The Unreasonable Effectiveness of Noisy Data for Fine-Grained Recognition
Objective: Leverage free, noisy data from the web to train effective models of fine-grained recognition.
- Interesting paper on using noisy data from the web.
- They sample images directly from Google search, using all returned images as images for a given category. For L-Bird and L-Butterfly, queries are for the scientific name of the category, and for L-Aircraft and L-Dog queries are simply for the category name (e.g.“Boeing 737-200” or “Pembroke Welsh Corgi”).
- Active learning-based approach to collect the data.
- The active learning begins by training a classifier on a seed set of input images and labels (i.e.the Stanford Dogs training set), then proceeds by iteratively picking a set of images to annotate, obtaining labels with human annotators, and re-training the classifier.
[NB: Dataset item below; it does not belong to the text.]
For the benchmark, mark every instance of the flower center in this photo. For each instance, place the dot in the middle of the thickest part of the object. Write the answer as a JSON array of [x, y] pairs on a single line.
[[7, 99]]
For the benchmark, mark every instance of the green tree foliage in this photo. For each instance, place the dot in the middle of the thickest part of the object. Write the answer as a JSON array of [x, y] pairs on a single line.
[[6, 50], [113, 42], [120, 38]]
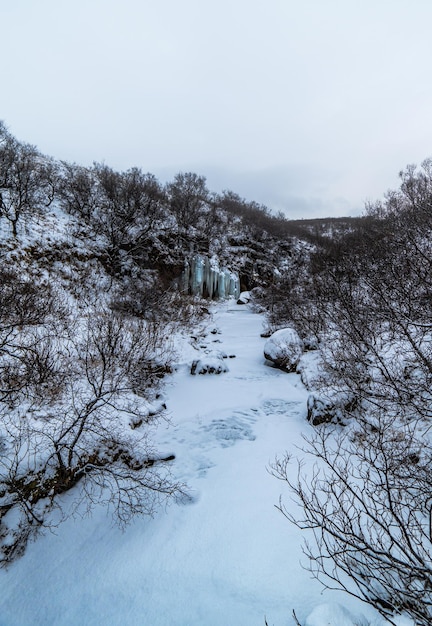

- Inception V3 is the base classifier
- To avoid images overlap between GT and web images, aggressive duplication procedure with all ground truth test sets and their corresponding web images is performed using a SOTA for learning similarity metric between images.
- How reliable are the search results for a single category from web, otherwise there are a lot of False Positives being introduced.
- Is it limited to extracting category information or do we need extra labels like position, time etc.
- How much human annotators are required to be involved or are they even involved?
- Since algo queries user to label data from time to time; does this query apply on a subset of the images to verify the annotations or create annotations.